Vision
5.4
Vision

Film de Margarethe Von Trotta (2009)

Parfois, on tend la joue pour se prendre une baffe, et ça ne sert à rien. C'est ce qui m'est arrivé avec ce film, ou devrais-je dire plutôt téléfilm, que j'avais décidé de regarder pour m'offrir une petite distraction historique. Non pas que je sentais le chef-d'œuvre derrière l'affiche, mais parce que je pensais vainement que la vision de cet opus aurait pu m'apporter des informations intéressantes sur la vie de la Sainte Hildegarde de Bingen, que je connaissais pour ses partitions de chant et vielle à roue splendides.


Il faut dire que le personnage de cette dame, canonisée en 2012 par Benoît XVI et nommée Docteur de l'Eglise, est assez extraordinaire. Née d'une famille de notables à la fin du XI ème siècle, elle a des visions depuis qu'elle est petite et insiste fortement pour aller recevoir l'enseignement de l'église. Elle entre ainsi au couvent à 8 ans et reçoit le voile à 14 des mains d'un évêque important, elle écrit des ouvrages sur la médecine et des partitions de musique; elle rédigera avec l'aide du moine Volmar et de la moniale Richardis le compendium de ses visions, richement illustré, qui est une sorte de manuel de salut médiéval. Elle a fondé une nouvelle abbaye et s'est même inventé sa propre langue et écriture, dont la plupart des mots sont perdus. Douée en médecine, elle était acclamée par la population pour ses guérisons miraculeuses.
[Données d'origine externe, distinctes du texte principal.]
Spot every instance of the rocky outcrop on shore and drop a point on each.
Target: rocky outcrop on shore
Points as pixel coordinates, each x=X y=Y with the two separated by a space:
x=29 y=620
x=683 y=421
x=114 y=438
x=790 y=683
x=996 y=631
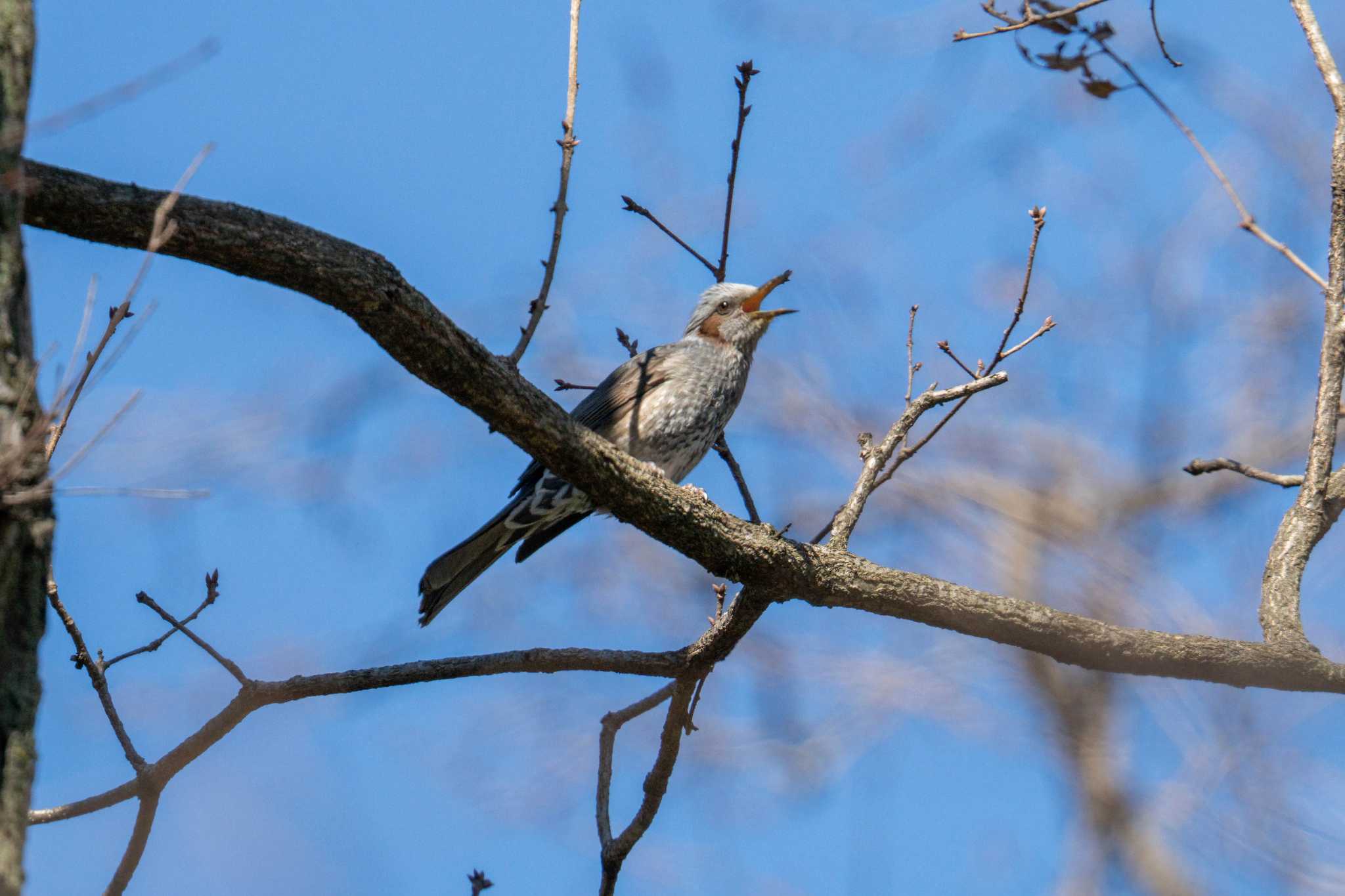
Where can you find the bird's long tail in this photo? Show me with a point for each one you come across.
(456, 568)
Autant dire qu'il s'agit là d'une personnalité extraordinaire, et l'on comprend la volonté de faire un film biographique, tant sa vie est remplie et la période mystérieuse.


Le film s'ouvre sur un paysage lunaire et son sous-titre: Nous sommes à la dernière nuit du premier millénaire. Quand on sait que sainte Hildegarde est née en 1098, ça fait tiquer, mais passons. Le plan glisse et, par une succession d'effets, on voit le dos d'un type qui se flagelle sur fond de bougies et de prières mal accordées. On attend la fin du monde etc... Les plans mettent l'accent sur une petite fille qu'on est forcé d'identifier comme Hildegarde, malgré le problème de dates. Pour un film historique, ça la fout quand même un peu mal. Car, à la différence de nombreux personnages médiévaux, la vie d'Hildegarde est très bien connue et documentée, et ne pose aucun problème de datation. Plus étrange encore, le film se dédit de son introduction en nous plaçant cent ans plus tard, soit aux vraies dates de Hildegarde... Cette ouverture n'était donc là que pour faire bien? Pourquoi mettre l'accent sur la gamine si ce n'est pas le personnage principal? La lourdeur malhabile du procédé me laissait mal augurer de la suite, avec raison.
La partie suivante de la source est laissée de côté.